Il confessa plus tard que ses penchants mauvais se seraient certainement développés, si une maladie ne fût venue à propos interrompre le cours de ses fantaisies cruelles. Il eut la rougeole avec des complications qui donnèrent de l’inquiétude à son entourage. « On le sauva, mais cette maladie le laissa dans un état de faiblesse extrême. »

Il n’est pas sans intérêt de noter que cet incident morbide eut une influence assez inattendue sur le caractère et l’esprit de Sacha : « Il prit l’habitude de la réflexion : privé des distractions et des divertissements de son âge, il commença à les chercher en lui-même… Pendant ses insomnies douloureuses, étouffant sur son oreiller brûlant, il s’était accoutumé à surmonter les douleurs du corps en se laissant emporter par les rêveries de son imagination. Il s’imaginait être un brigand de la Volga qui fend les flots bleus et glacés, qui marche à l’ombre des forêts profondes, parmi les clameurs du champ de bataille, au bruit des chansons guerrières, au milieu des sifflements de la tempête… »

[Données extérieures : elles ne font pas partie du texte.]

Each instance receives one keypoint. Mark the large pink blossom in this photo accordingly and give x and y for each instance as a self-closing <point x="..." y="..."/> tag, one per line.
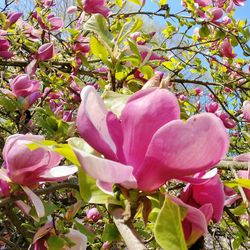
<point x="23" y="86"/>
<point x="246" y="110"/>
<point x="28" y="167"/>
<point x="226" y="49"/>
<point x="149" y="144"/>
<point x="4" y="48"/>
<point x="96" y="6"/>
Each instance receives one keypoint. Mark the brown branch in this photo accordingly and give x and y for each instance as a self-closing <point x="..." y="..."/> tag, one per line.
<point x="6" y="201"/>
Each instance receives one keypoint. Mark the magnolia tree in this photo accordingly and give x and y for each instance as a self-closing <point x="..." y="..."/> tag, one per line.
<point x="114" y="135"/>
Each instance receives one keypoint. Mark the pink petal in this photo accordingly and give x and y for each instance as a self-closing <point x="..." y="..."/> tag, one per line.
<point x="145" y="112"/>
<point x="79" y="239"/>
<point x="91" y="123"/>
<point x="180" y="149"/>
<point x="105" y="170"/>
<point x="243" y="157"/>
<point x="36" y="201"/>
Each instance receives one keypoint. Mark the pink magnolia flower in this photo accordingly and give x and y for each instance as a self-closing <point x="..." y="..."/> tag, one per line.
<point x="46" y="52"/>
<point x="246" y="110"/>
<point x="4" y="48"/>
<point x="227" y="121"/>
<point x="198" y="195"/>
<point x="198" y="91"/>
<point x="23" y="86"/>
<point x="239" y="2"/>
<point x="212" y="107"/>
<point x="4" y="188"/>
<point x="244" y="173"/>
<point x="48" y="3"/>
<point x="149" y="144"/>
<point x="26" y="167"/>
<point x="226" y="49"/>
<point x="96" y="6"/>
<point x="29" y="90"/>
<point x="39" y="240"/>
<point x="93" y="214"/>
<point x="182" y="97"/>
<point x="196" y="220"/>
<point x="13" y="17"/>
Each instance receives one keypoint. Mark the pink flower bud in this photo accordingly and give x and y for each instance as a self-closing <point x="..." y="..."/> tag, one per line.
<point x="46" y="52"/>
<point x="72" y="9"/>
<point x="227" y="90"/>
<point x="4" y="189"/>
<point x="212" y="107"/>
<point x="93" y="214"/>
<point x="198" y="91"/>
<point x="23" y="86"/>
<point x="182" y="97"/>
<point x="13" y="17"/>
<point x="96" y="6"/>
<point x="226" y="49"/>
<point x="26" y="167"/>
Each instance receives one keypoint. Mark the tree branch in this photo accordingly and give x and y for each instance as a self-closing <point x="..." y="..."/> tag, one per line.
<point x="127" y="231"/>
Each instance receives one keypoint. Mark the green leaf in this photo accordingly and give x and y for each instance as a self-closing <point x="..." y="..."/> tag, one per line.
<point x="98" y="49"/>
<point x="119" y="3"/>
<point x="204" y="31"/>
<point x="168" y="228"/>
<point x="115" y="101"/>
<point x="55" y="243"/>
<point x="90" y="193"/>
<point x="245" y="183"/>
<point x="97" y="24"/>
<point x="138" y="2"/>
<point x="85" y="231"/>
<point x="110" y="233"/>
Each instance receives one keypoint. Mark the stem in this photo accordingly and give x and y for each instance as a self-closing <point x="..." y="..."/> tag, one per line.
<point x="127" y="231"/>
<point x="17" y="223"/>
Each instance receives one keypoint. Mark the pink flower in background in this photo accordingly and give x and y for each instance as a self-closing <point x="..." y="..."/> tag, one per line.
<point x="26" y="167"/>
<point x="93" y="214"/>
<point x="72" y="9"/>
<point x="23" y="86"/>
<point x="246" y="110"/>
<point x="239" y="2"/>
<point x="212" y="107"/>
<point x="147" y="155"/>
<point x="96" y="6"/>
<point x="13" y="17"/>
<point x="46" y="52"/>
<point x="226" y="49"/>
<point x="48" y="3"/>
<point x="198" y="195"/>
<point x="227" y="121"/>
<point x="198" y="91"/>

PIATIGORSK, Caucase (Les bains de).jpg
VUE DU CAUCASE : LES BAINS DE PIATIGORSK
d’après le Magasin pittoresque

La précocité de ses facultés intellectuelles a-t-elle pu avoir une influence fâcheuse sur le développement physique du jeune Lermontov ? Toujours est-il qu’on dut, à plusieurs reprises, le conduire aux eaux du Caucase, dans une propriété qu’y possédaient ses parents, pour y rétablir sa santé ébranlée. C’est au cours d’un de ces voyages qu’il ressentit les premiers troubles de l’amour et à un âge où il n’est pas courant de le voir apparaître. Ses parents étaient en relations avec une dame, qui avait une fillette âgée de neuf ans ; le futur poète, qui n’avait qu’une année de plus, s’éprit violemment de la petite fille au point d’en garder le souvenir durable pendant bien des années :



« Était-elle jolie ou non ? Je ne m’en souviens pas, déclarera-t-il un jour dans une échappée de confidences ; mais son image vit encore dans mon souvenir ; j’ai plaisir à me la rappeler, je ne sais pourquoi… On se moquait de moi, on me taquinait, car mon visage trahissait mon émotion. Je pleurais tout bas sans raison, je désirais la voir ; mais quand elle venait chez nous, je refusais ou j’avais honte d’entrer dans la chambre où elle était ; je craignais peut-être que les battements de mon cœur ou le tremblement de ma voix ne révélassent aux autres un secret impénétrable pour moi-même. Je ne sais qui elle était, d’où elle venait… Elle était blonde, elle avait des yeux bleus… Non, je n’ai rien vu de semblable, ou du moins j’éprouve cette impression, car je n’ai jamais aimé comme en ce temps-là. »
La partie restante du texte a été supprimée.